Our study revealed that in patients undergoing hip fracture surgery under spinal anesthesia, both 20 mL and 30 mL local anesthetic applications of PENG block demonstrated similar efficacy in managing spinal anesthesia positioning pain and exhibited comparable analgesic effects in the postoperative period. We found that applying PENG with a higher volume did not provide additional benefits, leading us to advise against increasing the volume. However, applying PENG with 30 mL is associated with increased quadriceps weakness at the 6th postoperative hour compared to 20 mL, potentially complicating early mobilization.

Data Sharing Statement

The datasets used and/or analysed during the current study available from the corresponding author on reasonable request.
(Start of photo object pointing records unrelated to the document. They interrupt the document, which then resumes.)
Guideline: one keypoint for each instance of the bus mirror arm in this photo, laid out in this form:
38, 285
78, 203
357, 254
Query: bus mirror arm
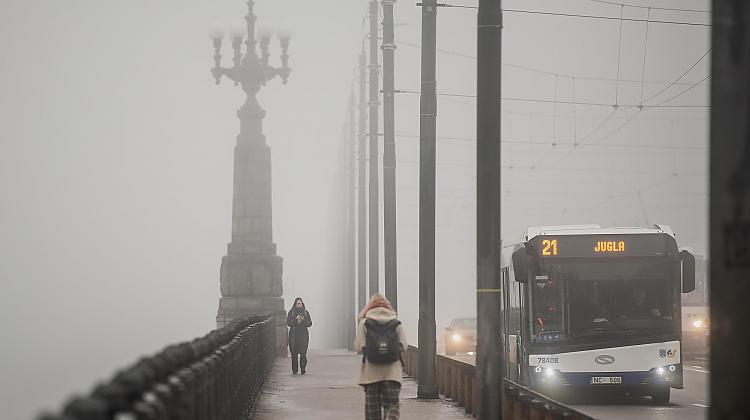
520, 264
688, 271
Ethics Approval and Consent to Participate

The study received approval from the Local Ethics Committee (Samsun Ondokuz Mayıs University - Clinical Research Ethics Committee: 2022/62), Ministry of Health (Approval code: 22/AKD:63), and was registered on clinicaltrials.org (NCT05358587, Registration date: 20/04/2022). The research, conducted in the Department of Anesthesiology at Samsun University Training and Research Hospital, spanned from May 2022 to January 2024. The study’s adherence to the principles of the Declaration of Helsinki was ensured, and written informed consent was obtained from all participants. The CONSORT checklist for the study is available in Figure 1.

Acknowledgments

Open Access funding provided by the Qatar National Library.

Author Contributions

All authors made a significant contribution to the work reported, whether that is in the conception, study design, execution, acquisition of data, analysis and interpretation, or in all these areas; took part in drafting, revising or critically reviewing the article; gave final approval of the version to be published; have agreed on the journal to which the article has been submitted; and agree to be accountable for all aspects of the work.

Funding

Open Access funding provided by the Qatar National Library.

Disclosure

The authors declare that they have no competing interests in this work.